Por Alfredo Joignant

Por fin, se está abriendo paso la idea de reformar el sistema político: el discurso del presidente Gabriel Boric en la última reunión de Enade permitió aclararlo.

Quienes no lo tienen claro son algunos cientistas políticos chilenos. En los últimos días, se han enfrascado por diarios y redes sociales en una disputa para cerciorarse si la fragmentación, o la supuesta diversidad político-cultural que se encuentra representada por 21 partidos en la Cámara de Diputados, es algo virtuoso o vicioso, si lo que predomina es el personalismo o el efecto institucional del número efectivo de partidos.

Todos sabemos que una reforma aislada no produce grandes consecuencias: a modo de ejemplo, establecer un umbral del 5% para que un partido acceda a algún escaño en la Cámara de Diputados, puede ser un ejercicio gratuito si no está acompañado por otras reformas.

Las propuestas llueven.

Estamos enfrentados a un eterno dilema normativo: ¿hasta qué punto, y en qué medida debemos proteger el ideal de gobernabilidad, sin sacrificar el ideal de justicia de la representación?
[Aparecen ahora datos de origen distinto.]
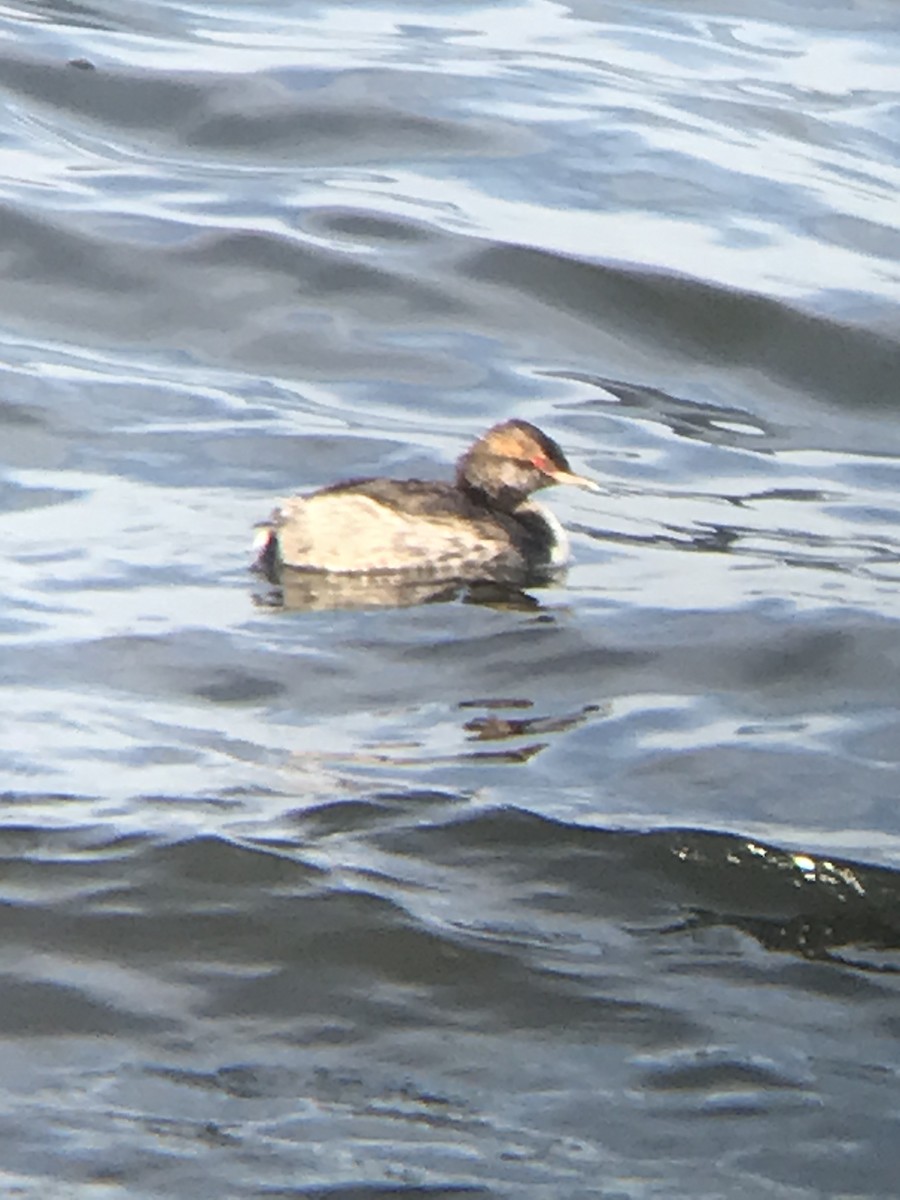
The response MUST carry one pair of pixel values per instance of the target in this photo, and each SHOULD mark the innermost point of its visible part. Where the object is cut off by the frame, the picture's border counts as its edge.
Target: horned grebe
(481, 527)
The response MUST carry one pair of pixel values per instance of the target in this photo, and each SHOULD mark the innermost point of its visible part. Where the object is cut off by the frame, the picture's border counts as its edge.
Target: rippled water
(589, 892)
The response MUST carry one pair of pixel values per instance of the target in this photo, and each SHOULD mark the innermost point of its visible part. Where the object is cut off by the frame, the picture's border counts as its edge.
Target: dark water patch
(832, 361)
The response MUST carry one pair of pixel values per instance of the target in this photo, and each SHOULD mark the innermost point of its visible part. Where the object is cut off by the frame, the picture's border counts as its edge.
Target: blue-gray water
(591, 893)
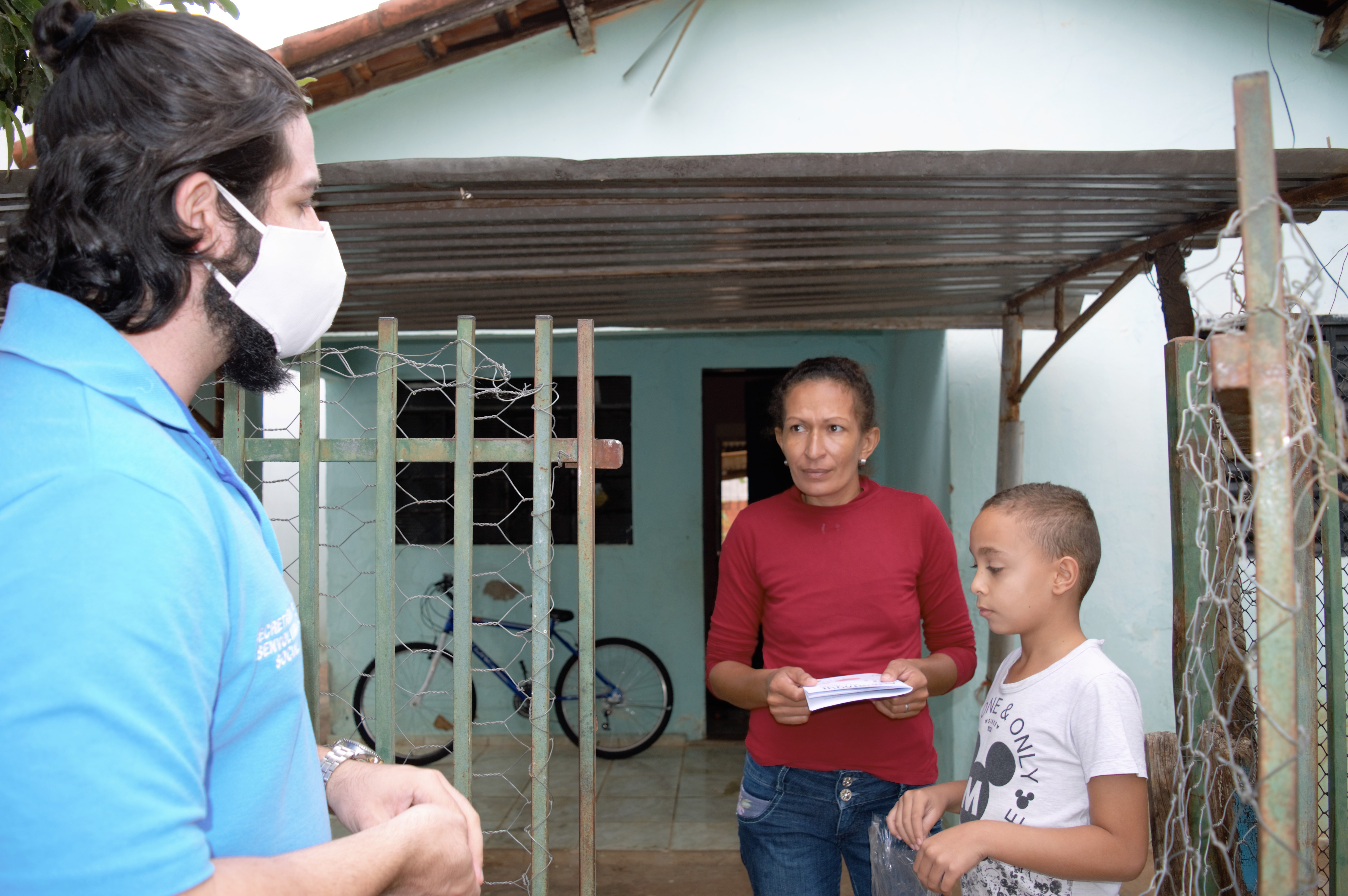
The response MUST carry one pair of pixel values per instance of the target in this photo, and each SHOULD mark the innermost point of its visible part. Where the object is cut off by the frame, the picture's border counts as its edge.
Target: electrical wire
(1279, 77)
¿Establecer un umbral de acceso a la representación en el 5%?

¿Castigar con la pérdida del escaño al parlamentario que se evade del partido bajo el cual fue elegido?

¿Regular la disciplina partidaria en el Congreso a través de órdenes de partido en materias calificadas?

Puede ser.

Lo que no puede ocurrir es plasmar en la reforma todas las propuestas del mundo, para satisfacer preferencias personales y aspirar a, como se dice, “un cambio de verdad”.

Habrá que elegir pocas reformas para abrir la ruta del cambio en el funcionamiento del sistema político.

Lo relevante es que la o las reformas políticas tienen inesperadamente piso político.

En tiempos de tanto disenso, es una gran anomalía.